Currently in the world, this system is advancing in Germany, with a generated power output exceeding 250MW. Stems of onion, wheat, corn, root residue of root vegetables, waste vegetable oil and food residues, as well as livestock wastes, are used as source materials. In Denmark, power generation by biomass accounts for 3% of the country’s total power output, which is an important position for their energy policy. The use of mixed materials including food waste and sewer sludge increases its efficiency.
In Europe, most digested liquid is effectively used as liquid fertilizer. Its odor reduction and thinner viscosity are evaluated.
Anaerobic digestion (methane fermentation) of livestock wastes generates digested liquid. When the digested liquid is treated with water, it needs immense expenditure and energy costs, so the CO2 reduction effect is low. However, assuming all digested liquid can be diverted into liquid fertilizer, CO2 reduction effect increases significantly. On the other hand, most Japanese livestock farmers, different from those of European countries and the US, do not have fields to spray liquid fertilizer onto. Thus, in Japan, it is practical to spray the digested liquid of livestock wastes as liquid fertilizer onto paddy fields. However, paddy rice farming requires a relatively sophisticated fertilization plan. Additionally, the spraying of digested liquid onto paddy fields is not seen in any other country in the world.

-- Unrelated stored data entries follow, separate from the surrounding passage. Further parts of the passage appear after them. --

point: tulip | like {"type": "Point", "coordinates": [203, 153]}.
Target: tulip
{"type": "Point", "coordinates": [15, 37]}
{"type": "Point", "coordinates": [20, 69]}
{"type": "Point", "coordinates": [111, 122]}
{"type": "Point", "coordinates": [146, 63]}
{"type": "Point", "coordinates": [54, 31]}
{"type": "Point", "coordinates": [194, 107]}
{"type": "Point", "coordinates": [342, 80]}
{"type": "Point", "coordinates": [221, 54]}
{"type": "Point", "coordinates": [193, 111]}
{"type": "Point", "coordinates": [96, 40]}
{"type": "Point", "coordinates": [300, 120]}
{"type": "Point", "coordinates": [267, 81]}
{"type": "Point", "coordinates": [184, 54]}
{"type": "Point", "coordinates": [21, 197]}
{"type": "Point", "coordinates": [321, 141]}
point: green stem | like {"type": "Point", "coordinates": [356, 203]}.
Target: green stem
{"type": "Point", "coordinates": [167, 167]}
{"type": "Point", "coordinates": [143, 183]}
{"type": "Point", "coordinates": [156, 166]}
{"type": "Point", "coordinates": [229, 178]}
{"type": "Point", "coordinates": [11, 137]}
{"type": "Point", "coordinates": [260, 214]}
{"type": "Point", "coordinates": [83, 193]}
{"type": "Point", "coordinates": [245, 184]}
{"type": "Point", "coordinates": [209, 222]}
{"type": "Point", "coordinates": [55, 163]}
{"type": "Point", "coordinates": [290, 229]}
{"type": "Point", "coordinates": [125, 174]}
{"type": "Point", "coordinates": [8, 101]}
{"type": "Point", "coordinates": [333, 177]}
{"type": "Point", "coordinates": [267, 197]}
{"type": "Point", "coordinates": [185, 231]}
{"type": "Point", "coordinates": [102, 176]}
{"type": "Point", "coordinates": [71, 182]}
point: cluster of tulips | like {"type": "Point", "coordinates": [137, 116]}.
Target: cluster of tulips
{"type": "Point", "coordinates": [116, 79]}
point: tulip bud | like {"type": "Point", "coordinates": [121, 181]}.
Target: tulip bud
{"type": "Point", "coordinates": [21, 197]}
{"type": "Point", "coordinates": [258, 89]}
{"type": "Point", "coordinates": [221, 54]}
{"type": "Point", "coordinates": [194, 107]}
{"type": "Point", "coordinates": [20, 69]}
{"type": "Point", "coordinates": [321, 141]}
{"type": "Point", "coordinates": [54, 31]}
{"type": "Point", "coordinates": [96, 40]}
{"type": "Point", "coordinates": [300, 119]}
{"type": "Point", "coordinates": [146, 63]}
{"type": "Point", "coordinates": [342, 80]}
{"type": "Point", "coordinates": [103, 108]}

There are several problems to overcome spraying liquid fertilizer onto paddy fields. Paddy fields are surrounded by dikes, unlike fields. So spraying liquid fertilizer onto the paddy fields using a spray vehicle is impossible. Measurements to reduce the expenses of liquid fertilizer transportation and consistent spraying onto agricultural fields are required.
In addition, there are problems concerning both production efficiency and environmental safety in using organic fertilizer, including liquid fertilizer from digested liquids. Organic fertilizer contains a lower concentration of nitrogen than chemical fertilizer and its availability is easily affected by environmental conditions. Therefore, it is difficult to comprehend the results of liquid fertilization. Establishment of a fertilization plan based on form changes of nitrogen is essential. Generally, since it contains a large amount of slow-acting nitrogen, excessive application can easily occur and nitrogen contamination of the environment is easily caused.
Organic fertilizer contains heavy metals, saline matter, pathogenic microorganisms and pesticides, which are of biological origin, so it is likely to contaminate crops and soil. Moreover, in recent stock farming, the breeding cycle is shortened to enhance its productivity and high-density feeding is conducted in addition to the use of pharmaceuticals, hormonal agents and high nutrition feed. For these reasons, with respect to environmental safety from spraying digested liquid onto agricultural land, an investigation on the influence of not only nutrient enrichment, trace substances and drug-tolerant pathogenic microorganisms on the environment and crops, but also of volatile organic compounds on air quality is required.